Anonymous Comrade writes:
"‘Marxing Read Ontologically?’
Jason Read’s Autonomist Post-Structuralism"
Senequetc.
[Reviewing Jason Read, The Micro-politics of Capital: Marx and the Prehistory of the Present (State University of New York Press, 2003), and retrospectively of Jean Baudrillard, Le Miroir de la Production: ou l’illusion critique du matérialisme historique (Editions Galilée 1975).]
A l’instar de la valeur d’échange et de la marchandise, selon Marx, les formes abstraites apparaissent à travers des choses, comme propriétés des choses, en un mot naturalité. La forme sociale et la forme mentale semblent données dans un « monde ». — Henri Lefebvre, La Vie Quotidienne Dans La Monde Moderne
Quite at the beginning of his writing life, Jean Baudrillard has observed that a certain type of Marxist can only see the world of capital as a multiplication of self-moving social forms. This type of Marxism (which used to be more widespread than it is today), by grace of its limitations, is caught in these forms, rather than hacking a theoretical path through the jungle, following the lead of actual struggles.

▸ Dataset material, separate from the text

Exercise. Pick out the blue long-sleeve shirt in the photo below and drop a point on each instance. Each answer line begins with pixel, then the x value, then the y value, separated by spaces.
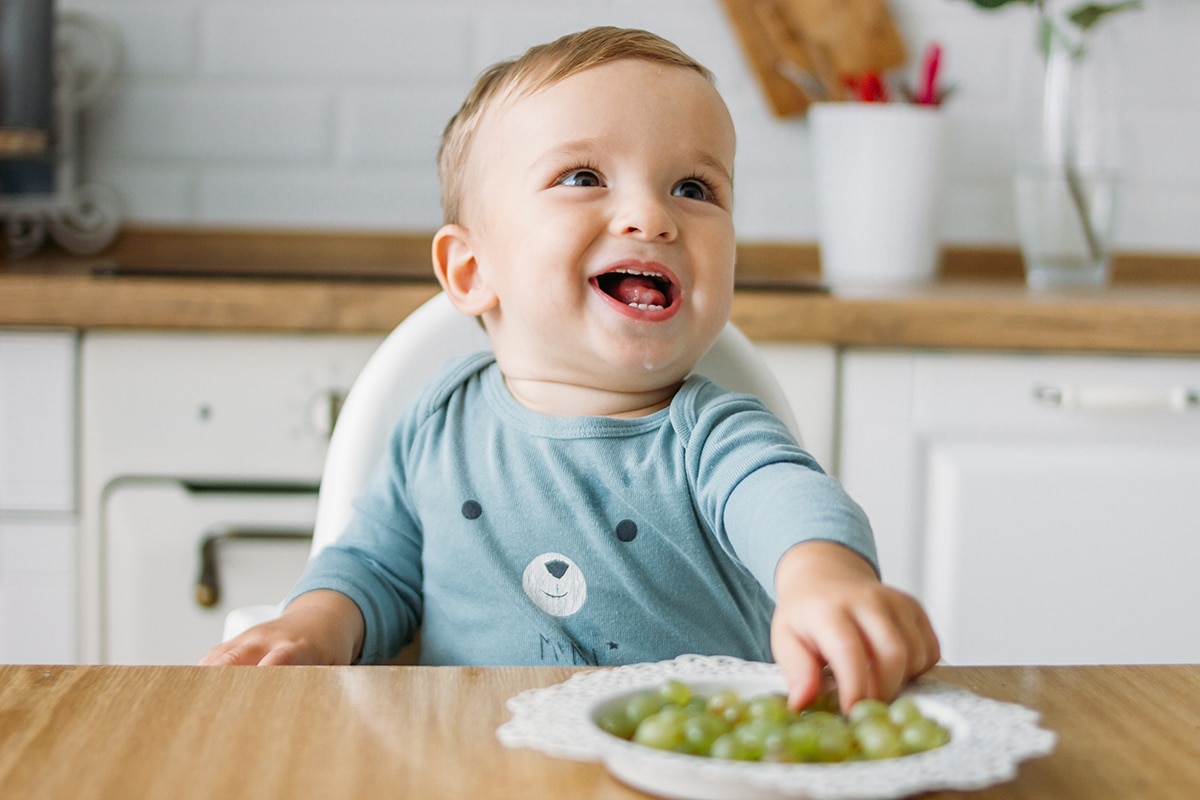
pixel 514 537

In order to grasp the ontology of capital’s forms, i.e. their social being, Marx himself argued we have to descend into what he called the ‘hidden abode’ of production, and into (as Italian feminists have added) the ‘arcane’ of reproduction of labour power. Descending willfully down all these rickety staircases and ladders, sweeping away the dust and cobwebs of years, we find ourselves knocking on a door strangely well-oiled, to encounter an old figure: the worker, left in a place that remains even after history has "ended" — the workplace.